Brussels, 10 February 2026, 18:23 (CET)
- EU antitrust regulators have given the green light to Google’s $32 billion purchase of cybersecurity company Wiz, approving the deal without any conditions.
- The European Commission stated that customers would continue to have “credible alternatives” and the option to switch providers.
- Regulators also noted that the data Google would obtain via Wiz isn’t commercially sensitive.
Alphabet’s Google secured unconditional EU antitrust approval on Tuesday for its $32 billion buyout of cloud security company Wiz, removing a key obstacle for its largest deal so far. The European Commission confirmed the acquisition poses no competition issues. Reuters
Google’s move comes as it ramps up efforts in cybersecurity and aims to close the gap in cloud computing, where bigger competitors still lead. Cloud infrastructure—essentially rented computing power and storage accessed online—has turned into a fiercely competitive space. Security features are a key tool providers use to attract and keep clients.
Regulators have been raising the bar for big tech mergers lately, scrutinizing deals that might reinforce market dominance or limit competition from smaller players.
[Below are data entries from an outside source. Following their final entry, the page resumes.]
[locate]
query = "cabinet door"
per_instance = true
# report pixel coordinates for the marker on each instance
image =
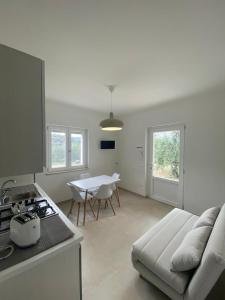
(22, 141)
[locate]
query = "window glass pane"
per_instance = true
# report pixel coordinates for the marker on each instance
(58, 149)
(166, 154)
(76, 149)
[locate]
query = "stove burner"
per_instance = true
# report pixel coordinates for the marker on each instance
(39, 206)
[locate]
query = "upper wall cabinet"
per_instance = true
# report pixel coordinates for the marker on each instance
(22, 117)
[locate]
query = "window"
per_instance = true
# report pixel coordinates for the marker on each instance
(67, 148)
(166, 154)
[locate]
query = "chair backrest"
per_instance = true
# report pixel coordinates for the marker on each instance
(85, 175)
(116, 176)
(212, 263)
(104, 192)
(76, 194)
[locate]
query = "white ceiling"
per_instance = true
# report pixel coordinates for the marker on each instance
(155, 50)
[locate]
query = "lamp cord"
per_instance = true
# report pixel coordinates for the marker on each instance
(110, 101)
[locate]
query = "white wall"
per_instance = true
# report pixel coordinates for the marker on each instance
(100, 161)
(204, 158)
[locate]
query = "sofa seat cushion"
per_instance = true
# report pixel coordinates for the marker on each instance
(189, 253)
(208, 218)
(156, 247)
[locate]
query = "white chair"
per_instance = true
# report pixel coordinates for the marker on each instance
(116, 176)
(104, 193)
(80, 197)
(85, 175)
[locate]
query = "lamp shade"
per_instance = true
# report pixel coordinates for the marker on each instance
(111, 124)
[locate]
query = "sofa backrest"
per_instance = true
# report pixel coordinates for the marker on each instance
(212, 263)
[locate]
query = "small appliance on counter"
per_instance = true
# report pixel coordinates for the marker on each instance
(25, 229)
(40, 206)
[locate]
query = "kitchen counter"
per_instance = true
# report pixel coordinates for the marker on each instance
(60, 251)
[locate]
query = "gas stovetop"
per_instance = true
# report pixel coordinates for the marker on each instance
(39, 206)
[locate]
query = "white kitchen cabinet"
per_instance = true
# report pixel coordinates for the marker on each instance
(22, 116)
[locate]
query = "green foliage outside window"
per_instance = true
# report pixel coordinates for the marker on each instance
(166, 154)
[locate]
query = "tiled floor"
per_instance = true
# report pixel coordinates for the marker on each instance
(107, 269)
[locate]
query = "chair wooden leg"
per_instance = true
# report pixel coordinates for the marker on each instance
(99, 205)
(91, 208)
(110, 202)
(94, 203)
(85, 206)
(106, 203)
(117, 195)
(71, 207)
(78, 213)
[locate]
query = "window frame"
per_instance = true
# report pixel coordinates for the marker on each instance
(68, 131)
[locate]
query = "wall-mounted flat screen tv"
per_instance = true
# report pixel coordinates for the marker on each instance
(107, 145)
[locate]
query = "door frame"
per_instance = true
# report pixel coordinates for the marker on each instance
(149, 158)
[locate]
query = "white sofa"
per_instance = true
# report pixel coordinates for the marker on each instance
(151, 256)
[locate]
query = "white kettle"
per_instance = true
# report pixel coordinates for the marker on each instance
(25, 229)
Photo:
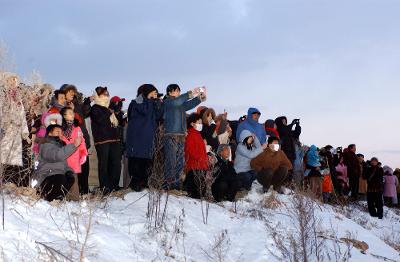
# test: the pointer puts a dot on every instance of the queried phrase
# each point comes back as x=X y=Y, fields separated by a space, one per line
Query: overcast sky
x=333 y=64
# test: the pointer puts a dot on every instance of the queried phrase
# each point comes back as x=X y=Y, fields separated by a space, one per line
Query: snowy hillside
x=259 y=228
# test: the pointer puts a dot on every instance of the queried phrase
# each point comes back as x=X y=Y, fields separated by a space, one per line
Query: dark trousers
x=268 y=177
x=195 y=183
x=83 y=178
x=354 y=182
x=109 y=165
x=375 y=204
x=56 y=186
x=139 y=171
x=225 y=188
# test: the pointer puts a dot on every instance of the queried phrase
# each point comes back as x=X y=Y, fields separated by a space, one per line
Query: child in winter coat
x=47 y=119
x=313 y=171
x=249 y=147
x=71 y=131
x=196 y=158
x=396 y=173
x=327 y=186
x=341 y=178
x=389 y=187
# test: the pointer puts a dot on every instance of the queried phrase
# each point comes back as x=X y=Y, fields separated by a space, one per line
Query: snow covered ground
x=117 y=229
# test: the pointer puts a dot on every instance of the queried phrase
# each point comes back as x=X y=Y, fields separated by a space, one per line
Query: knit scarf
x=102 y=100
x=105 y=102
x=68 y=129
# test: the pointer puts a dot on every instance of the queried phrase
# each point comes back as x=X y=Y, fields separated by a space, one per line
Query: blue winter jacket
x=253 y=126
x=313 y=157
x=143 y=117
x=175 y=112
x=244 y=155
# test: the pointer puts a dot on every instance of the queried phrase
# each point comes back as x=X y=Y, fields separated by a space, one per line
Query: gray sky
x=334 y=64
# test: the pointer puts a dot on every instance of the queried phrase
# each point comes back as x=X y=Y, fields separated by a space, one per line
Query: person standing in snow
x=272 y=166
x=59 y=101
x=249 y=147
x=251 y=124
x=227 y=182
x=175 y=107
x=71 y=131
x=342 y=180
x=107 y=141
x=271 y=128
x=82 y=108
x=196 y=158
x=362 y=184
x=374 y=176
x=314 y=175
x=210 y=129
x=144 y=114
x=353 y=170
x=389 y=187
x=53 y=176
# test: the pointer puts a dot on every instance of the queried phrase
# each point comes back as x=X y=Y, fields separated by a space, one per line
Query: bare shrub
x=271 y=201
x=302 y=243
x=219 y=248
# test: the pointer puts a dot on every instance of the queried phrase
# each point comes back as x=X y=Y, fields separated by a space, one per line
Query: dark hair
x=192 y=118
x=351 y=146
x=272 y=139
x=146 y=89
x=172 y=88
x=101 y=90
x=58 y=92
x=62 y=113
x=68 y=87
x=245 y=142
x=50 y=128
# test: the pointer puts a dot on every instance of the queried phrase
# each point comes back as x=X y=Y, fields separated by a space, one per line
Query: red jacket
x=77 y=159
x=272 y=131
x=195 y=151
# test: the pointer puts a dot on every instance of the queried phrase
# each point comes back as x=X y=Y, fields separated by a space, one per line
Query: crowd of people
x=202 y=151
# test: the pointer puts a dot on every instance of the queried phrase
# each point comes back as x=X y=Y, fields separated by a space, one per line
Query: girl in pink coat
x=46 y=120
x=71 y=131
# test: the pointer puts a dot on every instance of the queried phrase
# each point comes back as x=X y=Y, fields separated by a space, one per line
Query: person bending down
x=272 y=166
x=52 y=175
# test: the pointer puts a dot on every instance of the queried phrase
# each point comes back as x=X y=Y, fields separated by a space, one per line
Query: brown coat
x=270 y=159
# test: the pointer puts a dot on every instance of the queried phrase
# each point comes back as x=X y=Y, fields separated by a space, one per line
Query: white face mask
x=199 y=127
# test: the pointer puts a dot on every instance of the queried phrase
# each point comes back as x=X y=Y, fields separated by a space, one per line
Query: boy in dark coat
x=227 y=182
x=175 y=107
x=374 y=177
x=353 y=170
x=144 y=114
x=107 y=141
x=288 y=136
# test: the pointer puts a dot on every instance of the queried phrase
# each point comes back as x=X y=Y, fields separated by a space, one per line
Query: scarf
x=69 y=126
x=105 y=102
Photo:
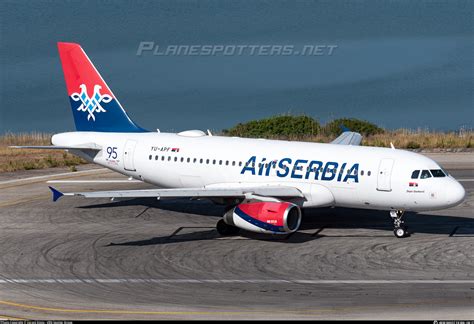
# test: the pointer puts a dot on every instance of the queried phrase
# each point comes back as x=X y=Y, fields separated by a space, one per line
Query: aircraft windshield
x=415 y=174
x=438 y=173
x=425 y=174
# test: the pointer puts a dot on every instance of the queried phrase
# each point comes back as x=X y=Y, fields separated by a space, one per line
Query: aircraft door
x=128 y=155
x=384 y=175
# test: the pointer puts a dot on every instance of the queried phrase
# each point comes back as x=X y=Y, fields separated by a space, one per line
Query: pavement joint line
x=23 y=200
x=25 y=181
x=234 y=281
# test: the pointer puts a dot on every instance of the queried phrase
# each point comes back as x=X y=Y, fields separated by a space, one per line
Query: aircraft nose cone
x=455 y=193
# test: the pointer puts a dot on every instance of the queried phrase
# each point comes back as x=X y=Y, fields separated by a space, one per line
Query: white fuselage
x=378 y=178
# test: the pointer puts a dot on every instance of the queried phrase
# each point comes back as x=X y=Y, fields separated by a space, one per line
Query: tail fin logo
x=92 y=104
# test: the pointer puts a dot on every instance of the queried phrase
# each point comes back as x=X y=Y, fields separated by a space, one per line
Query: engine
x=265 y=217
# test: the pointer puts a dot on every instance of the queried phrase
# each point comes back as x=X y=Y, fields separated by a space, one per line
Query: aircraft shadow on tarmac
x=314 y=225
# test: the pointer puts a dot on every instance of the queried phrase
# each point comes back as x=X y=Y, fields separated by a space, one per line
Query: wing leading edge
x=267 y=191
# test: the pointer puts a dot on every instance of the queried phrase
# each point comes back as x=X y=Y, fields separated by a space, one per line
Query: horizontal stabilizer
x=52 y=147
x=348 y=138
x=267 y=191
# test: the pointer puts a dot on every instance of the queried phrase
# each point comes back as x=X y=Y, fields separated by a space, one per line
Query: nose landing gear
x=399 y=229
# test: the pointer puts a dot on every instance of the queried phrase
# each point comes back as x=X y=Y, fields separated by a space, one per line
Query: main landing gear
x=399 y=229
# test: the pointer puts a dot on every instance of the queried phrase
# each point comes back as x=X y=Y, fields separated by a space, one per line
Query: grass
x=26 y=159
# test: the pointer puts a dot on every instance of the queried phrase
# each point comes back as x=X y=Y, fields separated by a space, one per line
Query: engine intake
x=265 y=217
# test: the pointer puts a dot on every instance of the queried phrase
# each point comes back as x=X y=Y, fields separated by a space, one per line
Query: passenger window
x=425 y=174
x=438 y=173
Securing approval from the EU is crucial since Europe frequently sets some of the strictest standards for major tech deals.
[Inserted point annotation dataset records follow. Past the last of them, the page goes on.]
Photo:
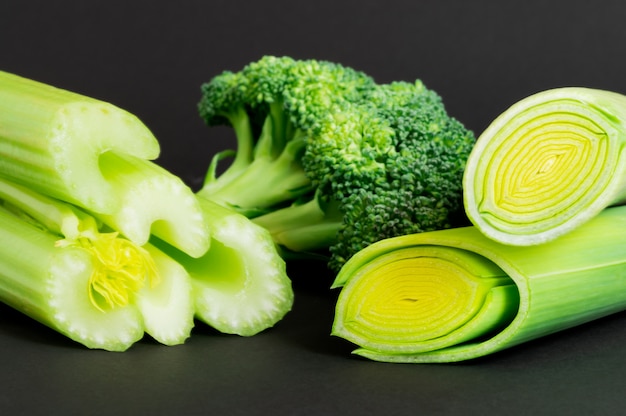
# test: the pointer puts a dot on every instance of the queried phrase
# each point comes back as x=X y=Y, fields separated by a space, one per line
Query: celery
x=549 y=163
x=454 y=295
x=240 y=285
x=96 y=288
x=96 y=156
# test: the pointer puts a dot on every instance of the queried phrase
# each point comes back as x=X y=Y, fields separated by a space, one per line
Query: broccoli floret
x=273 y=105
x=387 y=166
x=353 y=161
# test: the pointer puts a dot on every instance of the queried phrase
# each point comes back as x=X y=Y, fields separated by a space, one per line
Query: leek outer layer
x=97 y=156
x=575 y=279
x=549 y=163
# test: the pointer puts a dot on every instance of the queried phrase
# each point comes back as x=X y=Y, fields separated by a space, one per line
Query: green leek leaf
x=453 y=295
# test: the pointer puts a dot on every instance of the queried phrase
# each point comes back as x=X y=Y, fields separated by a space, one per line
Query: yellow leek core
x=546 y=165
x=421 y=299
x=120 y=269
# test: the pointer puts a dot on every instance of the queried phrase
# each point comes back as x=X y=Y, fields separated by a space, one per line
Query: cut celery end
x=50 y=279
x=51 y=141
x=154 y=201
x=71 y=312
x=167 y=308
x=50 y=284
x=240 y=285
x=563 y=283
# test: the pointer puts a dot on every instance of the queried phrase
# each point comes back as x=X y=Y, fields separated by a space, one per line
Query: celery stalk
x=454 y=295
x=549 y=163
x=240 y=284
x=96 y=156
x=155 y=202
x=96 y=288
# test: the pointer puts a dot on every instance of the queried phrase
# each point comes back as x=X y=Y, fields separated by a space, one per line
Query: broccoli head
x=352 y=161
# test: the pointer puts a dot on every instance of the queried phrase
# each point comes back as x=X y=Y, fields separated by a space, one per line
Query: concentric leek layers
x=547 y=164
x=454 y=295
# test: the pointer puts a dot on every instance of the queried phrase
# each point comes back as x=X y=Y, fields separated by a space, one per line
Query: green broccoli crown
x=274 y=106
x=327 y=159
x=222 y=98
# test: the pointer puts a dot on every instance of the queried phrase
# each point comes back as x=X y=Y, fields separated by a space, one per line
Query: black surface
x=150 y=58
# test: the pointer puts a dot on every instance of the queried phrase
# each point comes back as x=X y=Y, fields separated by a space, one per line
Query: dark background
x=150 y=58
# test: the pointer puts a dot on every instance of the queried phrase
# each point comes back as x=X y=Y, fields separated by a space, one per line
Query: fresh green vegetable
x=240 y=286
x=454 y=295
x=92 y=285
x=549 y=163
x=96 y=156
x=329 y=161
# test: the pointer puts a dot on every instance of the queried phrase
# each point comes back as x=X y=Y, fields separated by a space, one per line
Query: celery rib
x=547 y=164
x=240 y=285
x=96 y=156
x=556 y=285
x=96 y=288
x=51 y=140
The Commission, the EU’s competition watchdog, approved the deal under merger regulations after assessing if Google might bundle Wiz with its existing offerings to lock in customers. It also investigated whether Google could access sensitive data about rival cloud providers via Wiz’s platform, the Commission said. Europa
“Customers will continue to have credible alternatives” and the option to switch providers, said competition chief Teresa Ribera. She pointed out that Google trails both Amazon and Microsoft in cloud infrastructure market share.
EU regulators argued the data Google would get from the deal isn’t commercially sensitive and is typically accessible to other security software firms. This assessment weakened worries that Google might leverage Wiz to spy on rival cloud setups.
Google revealed its Wiz acquisition in March 2025, describing it as a strategic move tied to “two large and growing trends in the AI era”—namely, enhanced cloud security and the expanding adoption of multi-cloud environments. Multi-cloud means companies use applications across multiple cloud providers. Founded in Israel in 2020, Wiz later shifted its operations to the US. At the time of the acquisition announcement, Wiz employed around 900 people and was valued at $12 billion, according to IT Pro. Itpro
The $32 billion price tag for Wiz tops Google’s 2012 Motorola buy by more than twice, according to the IT publication. The report also noted that the deal passed a U.S. antitrust review last November.
Wiz offers Google a security platform designed to operate across multiple cloud providers—a must-have for many big clients. This is also the battleground, as Amazon and Microsoft boast massive cloud operations and extensive security suites linked to their platforms.
The biggest concern in the EU review is straightforward. Should Google push too aggressively to bundle Wiz with its cloud services, or if Wiz’s tools perform worse on competing clouds, customers might jump ship — and the Commission’s approval depends on keeping switching viable.
The Commission’s market test identified “several credible competitors” that customers might switch to, concluding the deal wouldn’t reduce choice across the European Economic Area—covering the EU, Norway, Iceland, and Liechtenstein.